Kaplun Alexander, Krull Mathias, Lakshman Karthick, Matys Volker, Lewicki Birgit, Hogan Jennifer D
QIAGEN Bioinformatics, 35 Gatehouse Drive, Waltham, MA, 02451, USA.
BMC Genomics. 2016 Jun 23;17 Suppl 2(Suppl 2):393. doi: 10.1186/s12864-016-2724-0.
The regulatory effect of inherited or de novo genetic variants occurring in promoters as well as in transcribed or even coding gene regions is gaining greater recognition as a contributing factor to disease processes in addition to mutations affecting protein functionality. Thousands of such regulatory mutations are already recorded in HGMD, OMIM, ClinVar and other databases containing published disease causing and associated mutations. It is therefore important to properly annotate genetic variants occurring in experimentally verified and predicted transcription factor binding sites (TFBS) that could thus influence the factor binding event. Selection of the promoter sequence used is an important factor in the analysis as it directly influences the composition of the sequence available for transcription factor binding analysis.

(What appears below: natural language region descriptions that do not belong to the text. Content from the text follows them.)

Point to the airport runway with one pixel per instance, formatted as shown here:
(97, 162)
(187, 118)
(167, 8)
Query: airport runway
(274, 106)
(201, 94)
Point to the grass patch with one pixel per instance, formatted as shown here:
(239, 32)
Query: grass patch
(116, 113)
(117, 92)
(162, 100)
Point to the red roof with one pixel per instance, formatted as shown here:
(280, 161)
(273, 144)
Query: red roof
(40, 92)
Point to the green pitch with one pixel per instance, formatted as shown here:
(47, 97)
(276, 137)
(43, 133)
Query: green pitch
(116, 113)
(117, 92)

In this study we first establish genomic regions likely to be involved in regulation of gene expression. TRANSFAC uses a method of virtual transcription start sites (vTSS) calculation to define the best supported promoter for a gene. We have performed a comparison of the virtually calculated promoters between the best supported and secondary promoters in hg19 and hg38 reference genomes to test and validate the approach. Next we create and utilize a workflow for systematic analysis of casual disease associated variants in TFBS using Genome Trax and TRANSFAC databases. A total of 841 and 736 experimentally verified TFBSs within best supported promoters were mapped over HGMD and ClinVar mutation sites respectively. Tens of thousands of predicted ChIP-Seq derived TFBSs were mapped over mutations as well. We have further analyzed some of these mutations for potential gain or loss in transcription factor binding.

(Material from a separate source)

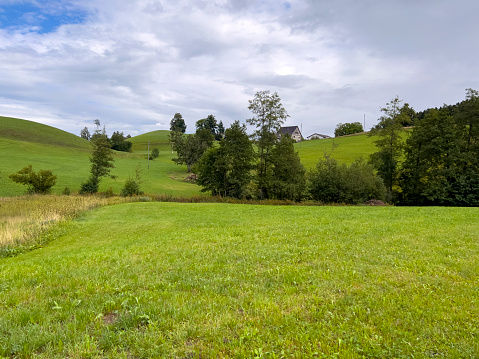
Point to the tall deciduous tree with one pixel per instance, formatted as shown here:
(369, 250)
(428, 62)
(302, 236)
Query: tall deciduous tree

We have confirmed the validity of TRANSFAC's approach to define the best supported promoters and established a workflow of their use in annotation of regulatory genetic variants.
除了影响蛋白质功能的突变外,启动子以及转录甚至编码基因区域中发生的遗传变异的调控作用作为疾病发生过程的一个促成因素正得到越来越多的认可。HGMD、OMIM、ClinVar和其他包含已发表的致病和相关突变的数据库中已经记录了数千种此类调控突变。因此,正确注释实验验证和预测的转录因子结合位点(TFBS)中发生的遗传变异非常重要,因为这些变异可能会影响因子结合事件。所使用的启动子序列的选择是分析中的一个重要因素,因为它直接影响可用于转录因子结合分析的序列组成。

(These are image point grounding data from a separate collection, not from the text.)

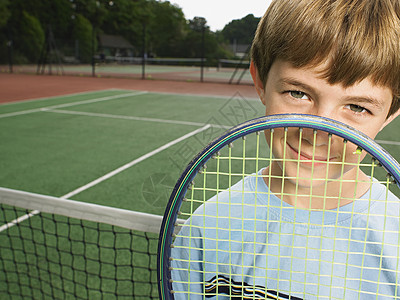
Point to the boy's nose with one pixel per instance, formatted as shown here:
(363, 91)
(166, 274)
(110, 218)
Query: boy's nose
(315, 137)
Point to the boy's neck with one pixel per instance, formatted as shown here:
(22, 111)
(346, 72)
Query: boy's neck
(323, 197)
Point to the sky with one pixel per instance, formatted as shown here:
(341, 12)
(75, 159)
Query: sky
(218, 13)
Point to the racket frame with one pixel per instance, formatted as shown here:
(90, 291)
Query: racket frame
(259, 124)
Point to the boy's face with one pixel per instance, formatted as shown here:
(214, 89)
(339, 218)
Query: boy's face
(288, 89)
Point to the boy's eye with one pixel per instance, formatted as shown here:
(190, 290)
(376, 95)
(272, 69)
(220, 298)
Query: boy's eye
(356, 108)
(298, 95)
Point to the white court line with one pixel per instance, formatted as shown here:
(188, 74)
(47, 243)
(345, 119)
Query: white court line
(155, 120)
(29, 111)
(109, 175)
(22, 101)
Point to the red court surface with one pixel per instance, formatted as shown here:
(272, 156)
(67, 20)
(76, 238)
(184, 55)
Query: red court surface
(16, 87)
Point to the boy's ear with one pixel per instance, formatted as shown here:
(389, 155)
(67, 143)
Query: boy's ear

在本研究中,我们首先确定可能参与基因表达调控的基因组区域。TRANSFAC使用虚拟转录起始位点(vTSS)计算方法来定义基因的最佳支持启动子。我们对hg19和hg38参考基因组中最佳支持启动子和次要启动子之间的虚拟计算启动子进行了比较,以测试和验证该方法。接下来,我们创建并利用了一个工作流程,使用Genome Trax和TRANSFAC数据库对TFBS中与疾病相关的偶然变异进行系统分析。分别在HGMD和ClinVar突变位点上定位了最佳支持启动子内总共841个和736个经实验验证的TFBS。数以万计的预测ChIP-Seq衍生TFBS也被定位到突变上。我们进一步分析了其中一些突变对转录因子结合的潜在增减情况。
我们已经证实了TRANSFAC定义最佳支持启动子方法的有效性,并建立了在调控遗传变异注释中使用这些启动子的工作流程。